The soonest Pruitt could visit Butte would probably be the fall, Daines said, but added that he was confident the visit would take place before the end of the year.
“If there’s a complaint I’m hearing from Montanans about EPA, it’s that there is not enough community involvement and engagement at the highest levels” of the agency, Daines said, “so we can address that head-on” by getting Pruitt to the state.
“I’d like to get him in a room with local leaders and other community members, so they can share specifically what’s working and what’s not working,” Daines said.
Daines said he used Tuesday’s meeting with Pruitt and three of his top aides to reiterate his concern about the 31 percent cut – some $330 million — to the Superfund budget currently proposed by the Trump Administration. That closely parallels the overall cut of more than 30 percent proposed for the entire EPA.
The Superfund budget “that the White House has proposed is clearly inadequate,” Daines said. “We need to ensure adequate funding for these Superfund cleanups. Otherwise we will forever live with liability from the messes created by past generations. It has to be fixed.”

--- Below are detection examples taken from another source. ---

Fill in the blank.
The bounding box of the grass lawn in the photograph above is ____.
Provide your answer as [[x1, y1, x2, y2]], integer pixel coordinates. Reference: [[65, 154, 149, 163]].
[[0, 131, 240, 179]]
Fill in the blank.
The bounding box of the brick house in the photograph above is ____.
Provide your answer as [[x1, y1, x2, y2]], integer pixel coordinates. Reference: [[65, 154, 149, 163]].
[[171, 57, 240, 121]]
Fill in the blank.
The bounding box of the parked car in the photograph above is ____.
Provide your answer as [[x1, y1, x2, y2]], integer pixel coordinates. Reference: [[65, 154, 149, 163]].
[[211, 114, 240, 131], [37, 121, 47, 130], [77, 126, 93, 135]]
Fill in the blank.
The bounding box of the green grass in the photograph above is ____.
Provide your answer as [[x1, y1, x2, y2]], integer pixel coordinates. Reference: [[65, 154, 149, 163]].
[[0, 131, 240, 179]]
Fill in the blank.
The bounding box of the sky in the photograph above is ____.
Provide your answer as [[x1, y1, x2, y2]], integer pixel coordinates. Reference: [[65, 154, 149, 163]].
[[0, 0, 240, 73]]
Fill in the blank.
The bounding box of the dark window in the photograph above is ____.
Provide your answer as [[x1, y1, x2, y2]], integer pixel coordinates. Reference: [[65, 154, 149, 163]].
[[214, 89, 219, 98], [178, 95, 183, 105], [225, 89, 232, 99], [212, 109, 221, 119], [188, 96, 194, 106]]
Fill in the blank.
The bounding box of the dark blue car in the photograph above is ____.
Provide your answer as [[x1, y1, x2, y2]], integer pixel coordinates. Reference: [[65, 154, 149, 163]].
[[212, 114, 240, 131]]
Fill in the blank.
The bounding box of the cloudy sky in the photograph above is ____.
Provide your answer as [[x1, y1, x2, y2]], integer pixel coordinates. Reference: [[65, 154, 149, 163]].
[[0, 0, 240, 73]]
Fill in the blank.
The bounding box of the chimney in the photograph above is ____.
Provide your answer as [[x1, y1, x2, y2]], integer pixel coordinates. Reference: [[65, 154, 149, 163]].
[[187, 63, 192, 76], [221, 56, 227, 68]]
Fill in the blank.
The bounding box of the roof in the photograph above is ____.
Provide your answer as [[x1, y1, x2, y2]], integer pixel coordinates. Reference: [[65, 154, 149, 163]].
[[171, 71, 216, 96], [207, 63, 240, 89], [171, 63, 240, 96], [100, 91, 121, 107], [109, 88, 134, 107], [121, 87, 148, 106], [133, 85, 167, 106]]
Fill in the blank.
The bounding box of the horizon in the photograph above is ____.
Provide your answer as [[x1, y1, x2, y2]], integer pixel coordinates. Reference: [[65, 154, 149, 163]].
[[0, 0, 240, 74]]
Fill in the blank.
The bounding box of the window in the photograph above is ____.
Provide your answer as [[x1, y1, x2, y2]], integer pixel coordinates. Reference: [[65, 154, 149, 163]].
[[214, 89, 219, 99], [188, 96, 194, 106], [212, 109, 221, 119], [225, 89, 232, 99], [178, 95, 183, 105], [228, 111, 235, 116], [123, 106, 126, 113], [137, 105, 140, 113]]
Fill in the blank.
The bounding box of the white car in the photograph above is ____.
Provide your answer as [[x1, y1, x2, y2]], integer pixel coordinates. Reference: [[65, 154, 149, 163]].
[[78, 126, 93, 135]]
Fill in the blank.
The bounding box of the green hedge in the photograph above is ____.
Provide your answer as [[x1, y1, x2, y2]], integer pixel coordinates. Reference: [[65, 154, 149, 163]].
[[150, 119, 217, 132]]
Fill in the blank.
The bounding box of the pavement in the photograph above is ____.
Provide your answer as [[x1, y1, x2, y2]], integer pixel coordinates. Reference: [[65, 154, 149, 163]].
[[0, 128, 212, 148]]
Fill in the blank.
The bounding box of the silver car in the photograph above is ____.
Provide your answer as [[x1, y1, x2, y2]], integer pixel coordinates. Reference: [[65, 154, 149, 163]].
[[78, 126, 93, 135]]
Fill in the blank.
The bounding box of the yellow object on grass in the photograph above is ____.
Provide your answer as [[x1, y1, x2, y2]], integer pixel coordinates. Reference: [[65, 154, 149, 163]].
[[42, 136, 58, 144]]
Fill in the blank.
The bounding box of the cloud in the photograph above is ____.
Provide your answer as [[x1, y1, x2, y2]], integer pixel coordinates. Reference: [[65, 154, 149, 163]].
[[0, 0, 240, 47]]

As a member of the Appropriations subcommittee dealing with EPA’s budget, Daines said, he would be fighting to ensure adequate funding. “While I applaud that the president is working to bring some fiscal sanity … to Washington, it’s all about prioritization,” Daines said. “We have an obligation and a commitment to continue working on these cleanups and bring them to completion.”
Of Butte’s cleanup, Daines said, “It’s been a 1,000-mile journey. There’s another 1,000 miles to go. But we can’t let it be a 10,000-mile journey. We’ve got to bring it to an end.
“That’s something the administrator agrees with,” Daines said. “I admire the focus and intensity” Pruitt is bringing to the Superfund situation.
“He’s an action-oriented administrator,” Daines said. “He’s going to see if he can close some of these long-running chapters.”
Daines also discussed health care legislation during his interview with The Montana Standard.
He said he was gratified that Majority Leader Mitch McConnell, R-Kentucky, agreed with calls made by Daines and others to work through the August recess if necessary to make legislative progress. McConnell announced Tuesday that the start of the August recess would be delayed until the third week of the month.
Primary goal of the extra time: health care legislation. With the Better Care Reconciliation Act, the Senate Republicans’ bill to repeal and replace the Affordable Care Act, taking heavy criticism, the caucus decided to pull the bill back and revise it. A new version is expected to be released Thursday.
Daines said he didn’t know specifics of what would be presented in the new bill, but speculated that it may not cut taxes on investment gains, as the earlier version did. Removing that tax cut, which primarily benefits the very affluent, would free up some $170 billion, Daines said, that could be spent figuring out a way to deal with the expense of the meth and opioid “scourges that we face across the country, including in Montana. … Most of those patients, or addicts, come into the system through Medicaid. There’s got to be a better way” to treat them, he said.